When it comes to filing taxes, the earlier the better. In spite of your best intentions, the time between January and mid-April may have slipped away from you. Leaving you with only a few weeks or days to do your taxes.

Got a late start on completing your 2021 tax forms? We’ve got you covered.  Here are five tips to help you stress less and save money on your taxes.


1. Gather and organize all your relevant financial information from 2021.


Before you begin the tax preparation process, get organized by gathering everything you’ll need in one place. Documents may include canceled checks, 1099 forms, W-2 forms and donation receipts.

Once you have gathered your documents, put them in a file folder to prevent you from misplacing them. It’s a good idea to create tabs for each folder so you’ll know exactly where to find what you need quickly.



2. Hire an accountant or a qualified tax preparer.


If doing taxes and financial accounting aren’t your best skills, why not hire a professional to help out? Qualified tax preparers and accountants can ensure the accuracy of your tax information and even notify you of any credits and deductions that can decrease your taxable income. They can also reduce common errors that often trigger IRS audits.


3. Be sure to take advantage of the charitable deduction.

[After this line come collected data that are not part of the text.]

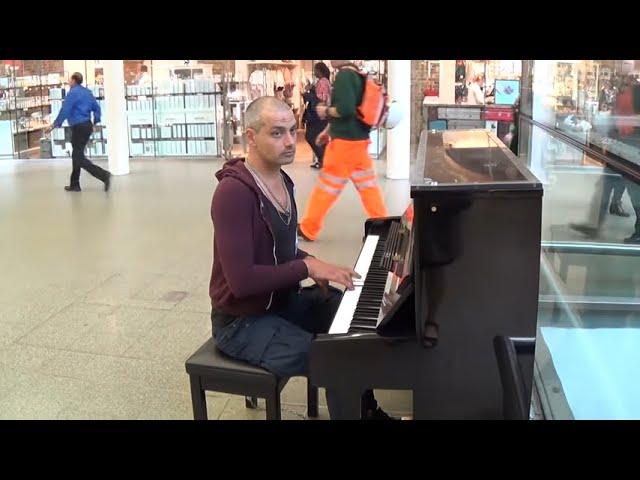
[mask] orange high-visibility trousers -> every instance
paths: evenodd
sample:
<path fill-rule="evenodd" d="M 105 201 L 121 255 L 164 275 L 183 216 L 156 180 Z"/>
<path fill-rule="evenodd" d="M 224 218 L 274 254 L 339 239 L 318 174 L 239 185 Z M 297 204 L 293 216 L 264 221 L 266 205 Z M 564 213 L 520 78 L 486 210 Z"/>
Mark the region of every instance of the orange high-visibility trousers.
<path fill-rule="evenodd" d="M 369 140 L 334 138 L 329 142 L 318 182 L 311 192 L 307 210 L 300 222 L 300 230 L 307 238 L 318 238 L 325 215 L 349 180 L 358 190 L 369 218 L 387 216 L 368 148 Z"/>

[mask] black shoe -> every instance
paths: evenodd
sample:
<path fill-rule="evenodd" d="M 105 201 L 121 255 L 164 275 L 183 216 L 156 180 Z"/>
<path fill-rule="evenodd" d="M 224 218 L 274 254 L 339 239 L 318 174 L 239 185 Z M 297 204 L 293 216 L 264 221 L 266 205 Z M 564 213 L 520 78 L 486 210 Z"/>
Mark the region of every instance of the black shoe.
<path fill-rule="evenodd" d="M 399 418 L 392 417 L 387 412 L 377 407 L 375 410 L 367 410 L 364 420 L 400 420 Z"/>
<path fill-rule="evenodd" d="M 589 225 L 581 225 L 579 223 L 570 223 L 569 227 L 571 227 L 576 232 L 580 232 L 587 237 L 595 237 L 598 234 L 598 228 L 591 227 Z"/>
<path fill-rule="evenodd" d="M 67 192 L 81 192 L 82 189 L 80 187 L 72 187 L 71 185 L 67 185 L 64 187 Z"/>
<path fill-rule="evenodd" d="M 629 238 L 625 238 L 624 243 L 640 244 L 640 233 L 634 233 Z"/>
<path fill-rule="evenodd" d="M 111 188 L 111 173 L 107 172 L 107 178 L 104 180 L 104 191 L 108 192 Z"/>
<path fill-rule="evenodd" d="M 311 240 L 309 237 L 307 237 L 304 233 L 302 233 L 302 230 L 300 230 L 300 224 L 298 224 L 298 236 L 300 238 L 302 238 L 303 240 L 306 240 L 307 242 L 313 242 L 313 240 Z"/>
<path fill-rule="evenodd" d="M 312 163 L 311 165 L 309 165 L 311 168 L 322 168 L 322 165 L 320 165 L 318 162 Z"/>
<path fill-rule="evenodd" d="M 609 207 L 609 213 L 611 215 L 617 215 L 618 217 L 629 216 L 629 213 L 624 211 L 624 208 L 622 208 L 622 203 L 620 202 L 612 203 L 611 206 Z"/>

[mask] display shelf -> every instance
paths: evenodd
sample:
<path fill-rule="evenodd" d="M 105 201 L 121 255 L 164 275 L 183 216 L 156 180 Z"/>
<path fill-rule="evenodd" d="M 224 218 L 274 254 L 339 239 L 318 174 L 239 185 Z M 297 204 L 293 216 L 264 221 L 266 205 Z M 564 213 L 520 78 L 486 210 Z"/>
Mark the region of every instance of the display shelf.
<path fill-rule="evenodd" d="M 20 133 L 37 132 L 38 130 L 44 130 L 45 128 L 49 128 L 49 125 L 41 125 L 39 127 L 32 127 L 32 128 L 27 128 L 23 130 L 17 130 L 17 131 L 14 131 L 13 134 L 18 135 Z"/>
<path fill-rule="evenodd" d="M 200 82 L 200 83 L 197 83 Z M 133 156 L 218 155 L 222 92 L 211 81 L 181 80 L 136 91 L 127 88 L 129 148 Z M 202 88 L 201 91 L 193 91 Z"/>

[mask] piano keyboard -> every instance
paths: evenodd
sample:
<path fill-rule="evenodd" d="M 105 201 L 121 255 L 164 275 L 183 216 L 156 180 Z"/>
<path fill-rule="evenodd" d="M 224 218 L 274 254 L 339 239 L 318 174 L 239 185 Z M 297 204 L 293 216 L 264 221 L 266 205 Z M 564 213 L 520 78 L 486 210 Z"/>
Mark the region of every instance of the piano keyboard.
<path fill-rule="evenodd" d="M 361 278 L 354 281 L 354 290 L 346 290 L 338 307 L 330 334 L 375 332 L 389 269 L 386 239 L 368 235 L 354 270 Z M 386 255 L 386 256 L 385 256 Z"/>
<path fill-rule="evenodd" d="M 338 311 L 336 312 L 335 317 L 333 317 L 333 323 L 329 329 L 330 334 L 347 333 L 349 331 L 351 320 L 353 320 L 353 313 L 358 305 L 358 299 L 362 293 L 362 288 L 366 281 L 367 273 L 369 272 L 373 254 L 380 243 L 379 240 L 380 236 L 378 235 L 367 235 L 362 250 L 360 250 L 356 266 L 354 267 L 354 270 L 360 274 L 361 278 L 354 280 L 353 286 L 355 288 L 353 290 L 345 290 L 342 300 L 340 301 Z"/>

If you itemize your taxes rather than taking the standard deduction, you can claim deductions for charitable contributions. Typically, you can deduct donations that you made to:

  • Political Organizations
  • Churches and Other Religious Organizations
  • Private Foundations
  • Non-Profit Organizations
  • Large Food Donations (Business Tax Deduction)
  • War Veteran’s Organizations
  • Domestic Fraternal Societies

Contributions can be made in cash, checks or as non-cash items. For a complete list of allowable charitable deductions, contact the Internal Revenue Service.

4. File an extension.


Requesting an extension from the IRS should be a last resort. But if you know that you won’t be able to submit your taxes on time, request an automatic filing extension. Once it’s granted, the IRS will change your deadline to October 17.

An extension provides you with six more months to file your taxes. During this time, you can complete your taxes without the stress of a tight deadline looming over your head.

Here’s what you should know about filing an IRS tax extension.

5. Watch out for common audit triggers on your tax forms.


The IRS has the power to randomly audit tax forms. On average, the IRS audits 300,000 tax forms each year. The next one could be yours.

That’s why you should be as truthful and careful as possible when completing your forms. There are some things on tax forms that can raise red flags. These may include:

• Business Losses
• Mathematical Errors
• Large Deductions
• Home Tax Office Deductions
• Underreported Income

Although tax season is no surprise to anyone, it’s easy to put off doing your taxes until the last possible minute. If that’s the case for you, no worries. Implement these tips for a stress-free tax preparation experience.